Anchorage voters are being asked to approve a new 3% city sales tax. Before we add another tax on people who are already struggling, we need to honestly assess how the city is using the revenue it already collects. Many families in Anchorage are dealing with rising costs for food, heating, rent, and basic services. Adding a new tax right now does not feel responsible.
The administration says this tax could bring in $148 to $176 million each year. They say it would support property-tax relief, public safety and infrastructure, and programs for housing and childcare. These ideas sound helpful, but Anchorage already has revenue streams it has not fully used - especially from the cannabis industry.
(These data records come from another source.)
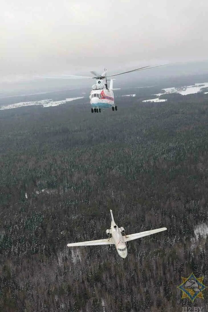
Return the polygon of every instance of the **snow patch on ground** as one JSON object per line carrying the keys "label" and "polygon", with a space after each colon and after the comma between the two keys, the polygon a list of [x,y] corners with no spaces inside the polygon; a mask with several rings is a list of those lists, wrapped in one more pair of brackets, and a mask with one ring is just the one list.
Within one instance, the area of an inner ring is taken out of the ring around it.
{"label": "snow patch on ground", "polygon": [[15,104],[12,104],[7,106],[2,106],[0,110],[8,110],[12,108],[17,108],[17,107],[21,107],[24,106],[31,106],[32,105],[41,105],[43,107],[49,107],[51,106],[58,106],[62,104],[65,104],[68,102],[71,102],[75,100],[78,100],[79,99],[83,99],[84,96],[81,96],[78,97],[71,98],[66,99],[66,100],[62,101],[53,101],[52,99],[49,100],[43,100],[41,101],[34,101],[32,102],[22,102],[20,103],[16,103]]}
{"label": "snow patch on ground", "polygon": [[136,94],[125,94],[124,95],[121,95],[121,96],[136,96]]}
{"label": "snow patch on ground", "polygon": [[164,99],[159,99],[159,98],[157,98],[156,99],[151,99],[151,100],[145,100],[142,101],[142,102],[154,102],[156,103],[159,102],[166,102],[166,101],[167,100]]}
{"label": "snow patch on ground", "polygon": [[75,264],[78,260],[81,261],[81,254],[78,248],[76,249],[72,248],[71,249],[72,252],[72,260],[74,264]]}
{"label": "snow patch on ground", "polygon": [[147,85],[146,87],[136,87],[135,89],[143,89],[145,88],[152,88],[153,87],[155,87],[155,85]]}
{"label": "snow patch on ground", "polygon": [[160,96],[163,94],[179,93],[182,95],[186,95],[187,94],[193,94],[200,92],[201,89],[207,87],[208,82],[201,82],[201,83],[195,83],[192,85],[184,86],[178,88],[166,88],[162,89],[164,90],[165,93],[158,93],[155,95]]}
{"label": "snow patch on ground", "polygon": [[194,234],[198,239],[200,234],[201,236],[206,238],[207,234],[208,234],[208,224],[205,223],[201,223],[197,224],[194,229]]}
{"label": "snow patch on ground", "polygon": [[46,188],[44,188],[42,190],[41,190],[41,191],[36,191],[35,193],[38,195],[38,194],[40,194],[41,193],[46,193],[47,194],[55,194],[56,192],[57,192],[56,190],[47,190]]}

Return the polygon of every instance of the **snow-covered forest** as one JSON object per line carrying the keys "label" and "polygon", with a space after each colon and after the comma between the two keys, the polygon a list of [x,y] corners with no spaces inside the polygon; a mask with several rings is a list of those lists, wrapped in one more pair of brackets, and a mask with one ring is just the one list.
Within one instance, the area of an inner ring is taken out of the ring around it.
{"label": "snow-covered forest", "polygon": [[[177,286],[192,272],[208,285],[208,100],[171,95],[121,96],[97,114],[83,99],[1,111],[0,311],[207,304],[207,292],[191,304]],[[106,237],[110,209],[127,234],[167,230],[128,243],[125,259],[66,246]]]}

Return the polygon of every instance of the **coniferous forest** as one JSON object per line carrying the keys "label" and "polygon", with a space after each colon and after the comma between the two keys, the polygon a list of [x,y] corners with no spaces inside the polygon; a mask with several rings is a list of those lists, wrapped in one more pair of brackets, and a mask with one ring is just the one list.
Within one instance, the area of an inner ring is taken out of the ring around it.
{"label": "coniferous forest", "polygon": [[[192,272],[208,285],[208,236],[194,232],[208,222],[207,99],[1,111],[0,311],[206,308],[207,290],[192,303],[177,286]],[[106,237],[110,209],[127,234],[167,230],[127,243],[124,259],[67,246]]]}

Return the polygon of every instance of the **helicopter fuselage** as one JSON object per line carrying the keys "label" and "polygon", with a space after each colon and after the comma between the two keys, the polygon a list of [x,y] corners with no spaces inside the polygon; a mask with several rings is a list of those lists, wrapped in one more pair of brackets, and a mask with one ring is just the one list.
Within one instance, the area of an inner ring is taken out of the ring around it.
{"label": "helicopter fuselage", "polygon": [[113,92],[104,79],[97,80],[92,86],[89,98],[92,109],[115,107]]}

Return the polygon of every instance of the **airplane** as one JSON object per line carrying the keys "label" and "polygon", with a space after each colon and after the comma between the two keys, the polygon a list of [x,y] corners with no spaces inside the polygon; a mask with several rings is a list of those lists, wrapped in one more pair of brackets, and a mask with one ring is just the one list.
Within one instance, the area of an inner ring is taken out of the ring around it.
{"label": "airplane", "polygon": [[93,85],[92,87],[92,90],[89,96],[90,104],[91,105],[91,111],[92,113],[101,113],[101,108],[112,108],[112,110],[117,110],[117,105],[114,102],[114,95],[113,91],[114,90],[119,90],[120,89],[114,89],[113,82],[114,79],[111,78],[110,80],[110,84],[108,85],[108,81],[109,80],[107,79],[109,77],[115,77],[119,75],[131,73],[133,72],[143,71],[146,69],[150,69],[156,67],[160,67],[164,66],[160,65],[157,66],[145,66],[138,68],[136,68],[127,71],[124,71],[118,74],[115,74],[112,75],[107,75],[107,70],[105,68],[104,71],[101,74],[98,74],[94,71],[90,72],[94,75],[94,77],[89,77],[84,76],[76,76],[74,75],[62,75],[58,76],[51,76],[47,77],[39,77],[40,78],[53,78],[61,79],[95,79],[96,80],[95,83]]}
{"label": "airplane", "polygon": [[[110,209],[111,217],[111,228],[106,230],[106,233],[108,236],[108,238],[98,239],[96,241],[88,241],[79,243],[72,243],[67,244],[68,247],[75,247],[78,246],[91,246],[96,245],[114,245],[119,255],[122,258],[125,258],[127,256],[127,248],[126,243],[137,238],[139,238],[147,235],[154,234],[162,231],[167,230],[166,227],[161,227],[155,230],[151,230],[149,231],[141,232],[139,233],[130,234],[126,235],[123,227],[119,227],[114,221],[112,210]],[[111,235],[111,237],[110,236]]]}

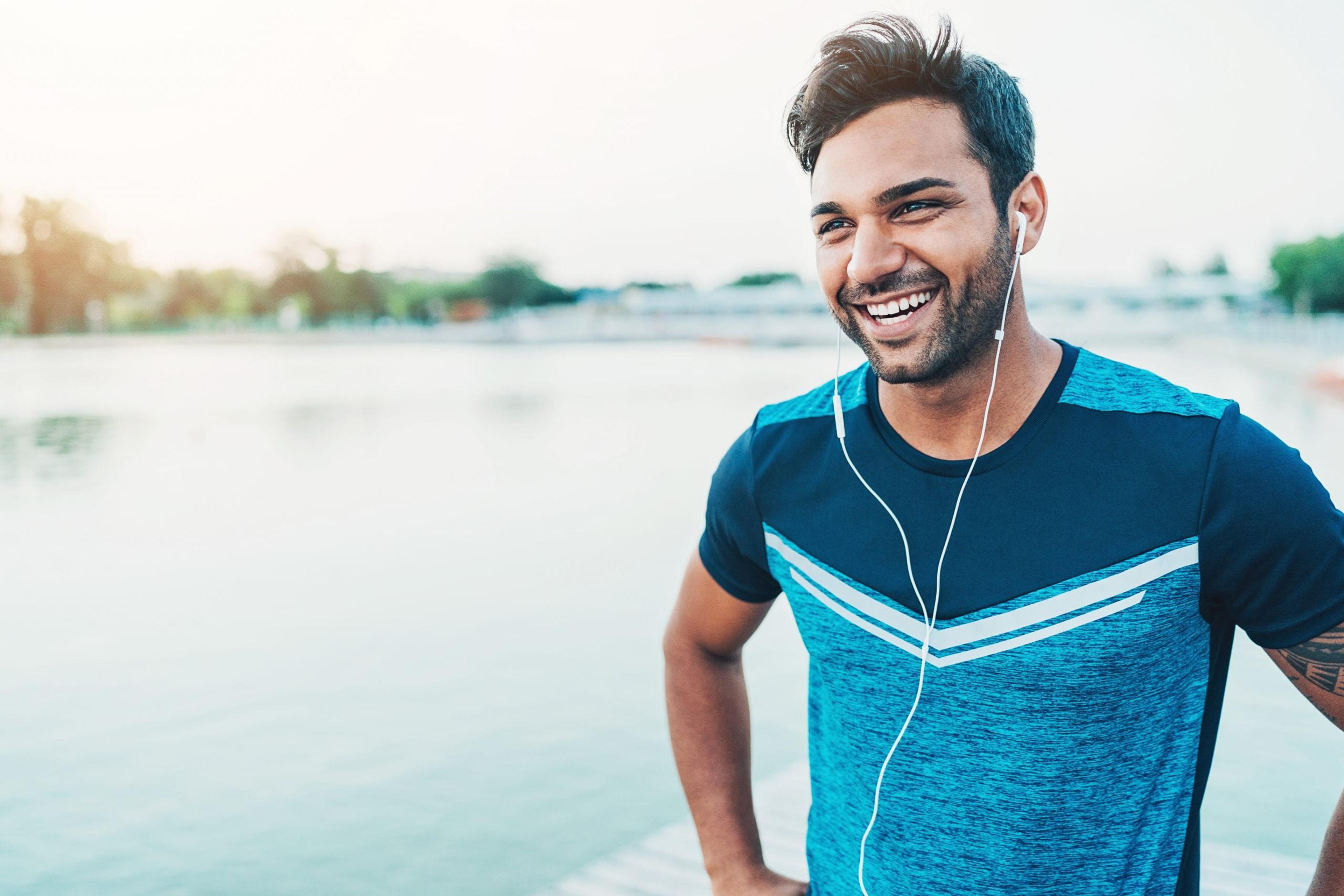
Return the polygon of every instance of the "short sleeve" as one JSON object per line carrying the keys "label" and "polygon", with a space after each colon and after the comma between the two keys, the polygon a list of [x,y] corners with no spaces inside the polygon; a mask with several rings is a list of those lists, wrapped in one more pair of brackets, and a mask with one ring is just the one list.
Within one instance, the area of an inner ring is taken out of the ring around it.
{"label": "short sleeve", "polygon": [[757,509],[751,466],[755,424],[738,437],[710,482],[700,536],[700,562],[719,586],[741,600],[763,603],[780,595],[765,555],[765,529]]}
{"label": "short sleeve", "polygon": [[1344,621],[1344,514],[1296,449],[1223,412],[1199,523],[1202,598],[1262,647]]}

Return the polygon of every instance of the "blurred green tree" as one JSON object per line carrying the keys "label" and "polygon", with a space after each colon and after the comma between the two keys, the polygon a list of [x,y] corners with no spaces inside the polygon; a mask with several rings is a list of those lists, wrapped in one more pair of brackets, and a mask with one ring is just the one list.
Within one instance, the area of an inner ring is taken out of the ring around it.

Anchorage has more cannabis stores than many other Alaska communities, yet it collects about the same amount of cannabis tax revenue. This is not because demand is low. It is because Anchorage blocks on-site cannabis use and drive-through service, even though the State of Alaska allows both under strict rules. Other cities adopted these tools years ago. Anchorage chose not to. Every time the city blocks legal and regulated access, it reduces cannabis sales - and that directly limits the cannabis tax revenue that funds Anchorage’s Early Childhood Education Fund. If we want stronger, more stable revenue, we should support industries that already exist and contribute.
Anchorage also treats industries differently. A private cigar lounge is allowed to offer indoor smoking inside a building that shares space with other businesses - and it does so without generating any municipal tax revenue. Meanwhile, cannabis businesses, which must follow stricter state ventilation and safety rules, are not allowed to offer on-site use at all, even though their sales help fund voter-approved programs. This difference is not based on health or safety. It reflects outdated attitudes and political choices that block legal revenue opportunities while allowing untaxed indoor smoking elsewhere in the city.
The sales tax also comes with large startup costs. The city plans to borrow millions from the Municipal Trust Fund to set up the tax system. That loan would be repaid with the sales tax itself, meaning the first dollars residents pay will not support services. They will pay to build the tax structure.
The Institute of Social and Economic Research (ISER) at UAA reviewed this proposal and found that a sales tax would place the biggest burden on low-income households. Even with exemptions for housing, medicine, groceries, childcare services, utilities, and fuel, a sales tax is still regressive. Families with lower incomes spend a larger share of their income on essential items, so the impact on them is greater. Homeowners might see some property tax relief, but most renters will not.
The Assembly cannot raise the 3% sales tax without voter approval. But once a tax system exists, future leaders can return with new ballot measures asking to change how the money is used. Anchorage has shifted “dedicated” revenue before, so residents have valid concerns about long-term promises.
Anchorage does not need a new tax. It needs leadership that uses existing revenue responsibly, supports legal industries that already contribute, and avoids adding more pressure on families who are already struggling. Voters should say no to the 3% sales tax and yes to more accountable leadership.
Chelsea Foster is a local business owner and long-time cannabis policy advocate in Alaska. She is the founder of the Cannabis Consumers Organization of Alaska and spent nearly a decade with the Alaska Marijuana Industry Association, contributing to the industry’s development since its inception.